2019/06/08 21:56:19 fontsize-small fontsize-default fontsize-big
MOFA slams China for barring Taiwanese from weather meet in Geneva

Taipei, June 8 (CNA) The Ministry of Foreign Affairs (MOFA) slammed China Saturday for barring two Taiwanese experts from attending the World Meteorological Congress in Geneva this year.

The ministry strongly condemned China for using its political clout to suppress Taiwan and its people from participating in international exchanges and expressed "strong dissatisfaction and regret" to the World Meteorological Organization (WMO) for submitting to Beijing's pressure, MOFA said.

The World Meteorological Congress, the supreme body of the WMO, is held every four years, in which members elect the president and vice-presidents of the organization, as well as members of the executive council. The summit also includes discussions on key resolutions and other topics related to meteorology, such as climate change.

The event is being held June 3-14 this year.

The Taiwanese experts -- WeatherRisk Explore Inc. President Peng Chi-ming (彭啟明) and Civil IoT Taiwan Convener Lu Chung-chin (呂忠津), had been invited by the WMO to attend the Geneva event as observers this year, but while there, were told abruptly by local officials that they were no longer welcome.

MOFA said it has already requested its representative office in Geneva to lodge a protest with the WMO Secretariat for submitting to Beijing's pressure, adding that it has also asked Taiwan's allies and other like-minded countries to call on the United Nations' specialized agency to reverse its discrimination against Taiwanese.

Peng told reporters that he applied to attend seminars June 5-7, and on the first day, everything went smoothly, but on Thursday, was told suddenly by the secretariat office that he was no longer eligible to attend.

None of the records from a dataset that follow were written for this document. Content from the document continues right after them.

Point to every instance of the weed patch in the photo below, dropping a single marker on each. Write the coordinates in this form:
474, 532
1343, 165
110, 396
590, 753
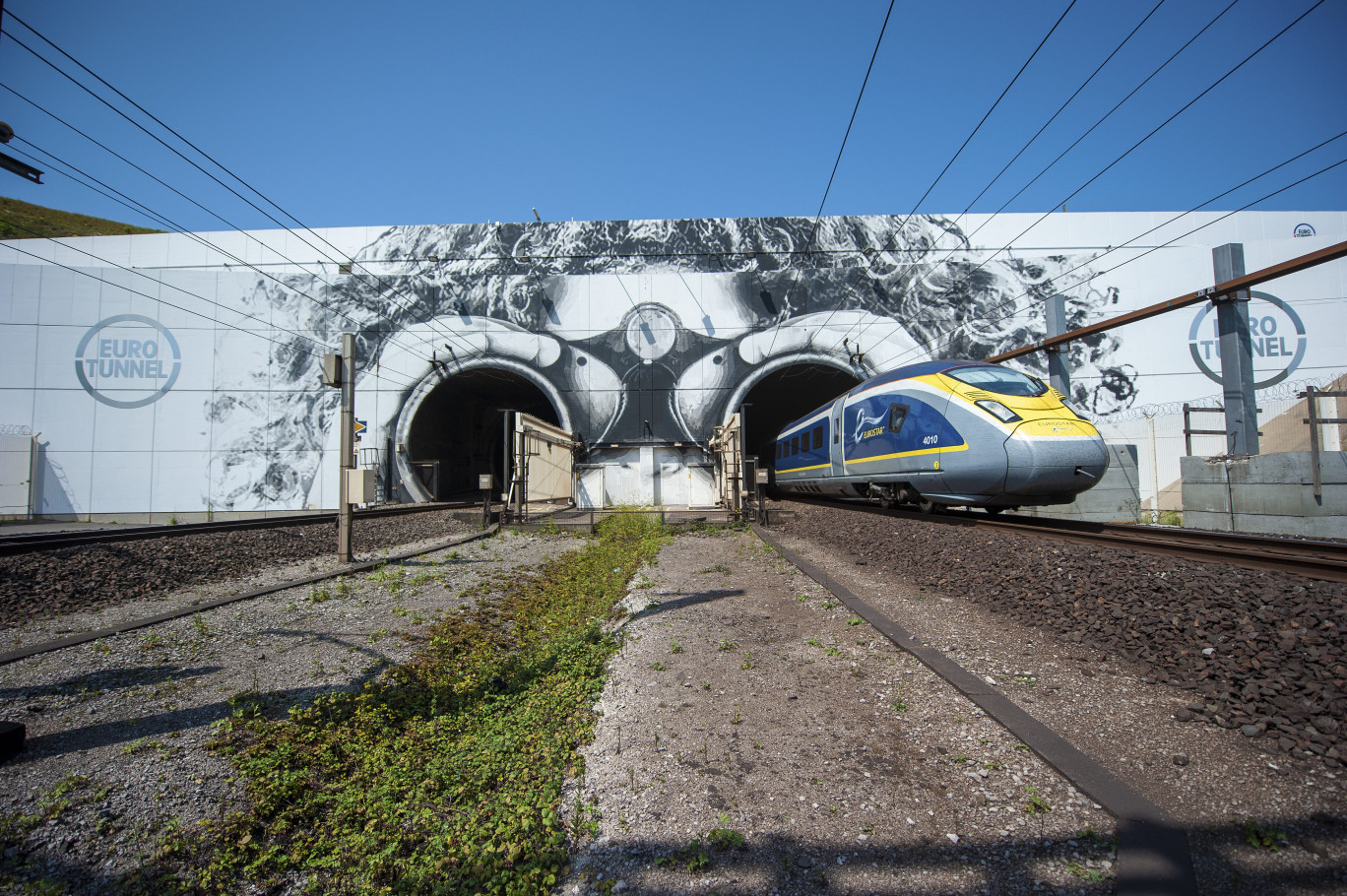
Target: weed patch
445, 775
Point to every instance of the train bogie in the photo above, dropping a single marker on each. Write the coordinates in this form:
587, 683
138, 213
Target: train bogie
955, 432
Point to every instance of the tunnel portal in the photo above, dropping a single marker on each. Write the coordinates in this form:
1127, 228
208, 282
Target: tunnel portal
787, 395
458, 430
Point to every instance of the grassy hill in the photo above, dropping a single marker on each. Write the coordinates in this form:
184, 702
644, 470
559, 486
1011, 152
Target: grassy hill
23, 220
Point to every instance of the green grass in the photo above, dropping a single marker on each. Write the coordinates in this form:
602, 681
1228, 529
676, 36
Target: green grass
442, 776
23, 220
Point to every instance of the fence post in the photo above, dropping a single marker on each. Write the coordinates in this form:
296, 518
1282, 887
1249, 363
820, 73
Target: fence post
1237, 354
1313, 402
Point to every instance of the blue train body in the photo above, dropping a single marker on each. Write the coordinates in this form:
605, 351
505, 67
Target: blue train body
943, 432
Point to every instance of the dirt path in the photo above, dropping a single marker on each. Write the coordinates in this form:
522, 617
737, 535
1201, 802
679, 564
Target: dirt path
746, 701
844, 763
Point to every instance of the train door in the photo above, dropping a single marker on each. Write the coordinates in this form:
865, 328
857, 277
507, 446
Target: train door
837, 461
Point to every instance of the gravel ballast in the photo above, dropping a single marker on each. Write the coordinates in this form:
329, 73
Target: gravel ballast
46, 584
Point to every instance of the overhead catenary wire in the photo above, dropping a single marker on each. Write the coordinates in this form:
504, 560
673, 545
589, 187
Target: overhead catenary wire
175, 151
1106, 116
112, 193
127, 201
901, 324
1133, 147
1063, 106
988, 318
291, 347
818, 216
958, 153
1078, 141
178, 229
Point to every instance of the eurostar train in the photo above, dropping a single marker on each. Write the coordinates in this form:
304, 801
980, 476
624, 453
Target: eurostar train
943, 432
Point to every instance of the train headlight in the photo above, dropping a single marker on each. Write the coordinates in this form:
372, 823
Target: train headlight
998, 410
1071, 407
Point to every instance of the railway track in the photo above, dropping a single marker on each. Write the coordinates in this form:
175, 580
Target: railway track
11, 544
1317, 559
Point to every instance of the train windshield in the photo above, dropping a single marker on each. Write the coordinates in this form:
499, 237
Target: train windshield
999, 380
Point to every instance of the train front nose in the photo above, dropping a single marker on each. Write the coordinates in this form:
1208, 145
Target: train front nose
1054, 458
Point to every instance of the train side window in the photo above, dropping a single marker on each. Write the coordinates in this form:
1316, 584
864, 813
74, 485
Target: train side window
897, 414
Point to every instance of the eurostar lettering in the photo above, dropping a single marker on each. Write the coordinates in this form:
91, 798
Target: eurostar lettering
128, 361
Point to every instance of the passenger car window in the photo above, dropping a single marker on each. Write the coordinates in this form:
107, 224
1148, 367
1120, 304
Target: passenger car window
897, 414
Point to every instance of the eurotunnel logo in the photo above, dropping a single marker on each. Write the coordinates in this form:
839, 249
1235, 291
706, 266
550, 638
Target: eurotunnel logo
128, 361
1276, 333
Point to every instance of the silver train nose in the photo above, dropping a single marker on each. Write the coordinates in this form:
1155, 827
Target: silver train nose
1054, 464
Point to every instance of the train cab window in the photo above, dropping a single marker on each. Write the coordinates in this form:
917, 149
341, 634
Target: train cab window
897, 414
998, 379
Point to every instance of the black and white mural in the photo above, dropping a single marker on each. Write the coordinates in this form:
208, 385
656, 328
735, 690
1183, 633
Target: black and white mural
639, 337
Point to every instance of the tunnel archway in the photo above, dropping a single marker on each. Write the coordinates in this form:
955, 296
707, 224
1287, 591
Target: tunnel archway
786, 394
453, 430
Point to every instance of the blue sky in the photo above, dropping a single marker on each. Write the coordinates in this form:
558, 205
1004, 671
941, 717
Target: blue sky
357, 113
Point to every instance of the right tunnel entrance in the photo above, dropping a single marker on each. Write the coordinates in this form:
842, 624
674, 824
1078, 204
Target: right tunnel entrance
787, 395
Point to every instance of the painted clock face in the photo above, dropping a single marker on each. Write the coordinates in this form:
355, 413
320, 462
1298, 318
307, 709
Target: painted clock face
651, 332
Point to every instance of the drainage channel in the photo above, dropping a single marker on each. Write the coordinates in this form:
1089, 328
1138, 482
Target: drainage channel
1153, 858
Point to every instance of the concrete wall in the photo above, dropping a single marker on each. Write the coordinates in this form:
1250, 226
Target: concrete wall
1269, 493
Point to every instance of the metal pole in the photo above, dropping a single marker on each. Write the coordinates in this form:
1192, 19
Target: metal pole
1313, 406
1237, 354
348, 445
1058, 369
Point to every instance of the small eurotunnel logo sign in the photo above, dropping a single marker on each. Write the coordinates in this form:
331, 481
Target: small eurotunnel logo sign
128, 361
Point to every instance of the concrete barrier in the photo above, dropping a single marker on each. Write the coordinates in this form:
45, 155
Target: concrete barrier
1269, 493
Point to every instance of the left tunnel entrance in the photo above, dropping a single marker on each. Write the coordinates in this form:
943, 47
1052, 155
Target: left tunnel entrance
457, 431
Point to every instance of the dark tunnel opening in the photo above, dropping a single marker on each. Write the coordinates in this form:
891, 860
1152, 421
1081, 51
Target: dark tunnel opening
458, 430
787, 395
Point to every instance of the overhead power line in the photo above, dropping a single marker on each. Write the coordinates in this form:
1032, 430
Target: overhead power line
291, 347
1126, 153
988, 317
383, 284
903, 225
813, 229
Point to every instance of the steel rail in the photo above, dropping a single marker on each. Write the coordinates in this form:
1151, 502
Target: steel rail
1316, 559
26, 544
197, 607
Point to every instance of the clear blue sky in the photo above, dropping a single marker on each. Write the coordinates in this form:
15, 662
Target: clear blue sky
377, 113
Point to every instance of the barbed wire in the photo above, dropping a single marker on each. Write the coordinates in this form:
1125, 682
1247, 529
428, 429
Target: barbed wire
1284, 391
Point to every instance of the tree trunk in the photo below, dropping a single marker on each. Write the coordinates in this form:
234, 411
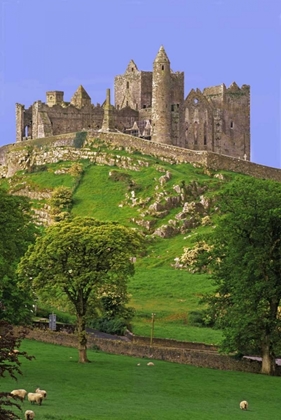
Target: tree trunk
268, 361
82, 339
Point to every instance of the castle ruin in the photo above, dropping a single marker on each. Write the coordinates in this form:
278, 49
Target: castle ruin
150, 105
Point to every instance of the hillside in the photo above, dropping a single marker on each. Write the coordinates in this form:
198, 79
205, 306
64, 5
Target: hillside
171, 202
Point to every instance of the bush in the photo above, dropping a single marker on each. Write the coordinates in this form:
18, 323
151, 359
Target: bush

According to the company executive, he was the first Taiwanese to take part in the World Meteorological Congress in the last 48 years since Taiwan was forced out of the U.N. in 1971.

Peng said he asked the organizer if he was barred because of China, but was told only by the office that the reason could not be disclosed.

He said Lu also encountered the same problem, and like him, was told to leave the event.

Although not a government official, Peng said all he had hoped for in his capacity as a Taiwanese was to help make Taiwan's voice heard at an international event.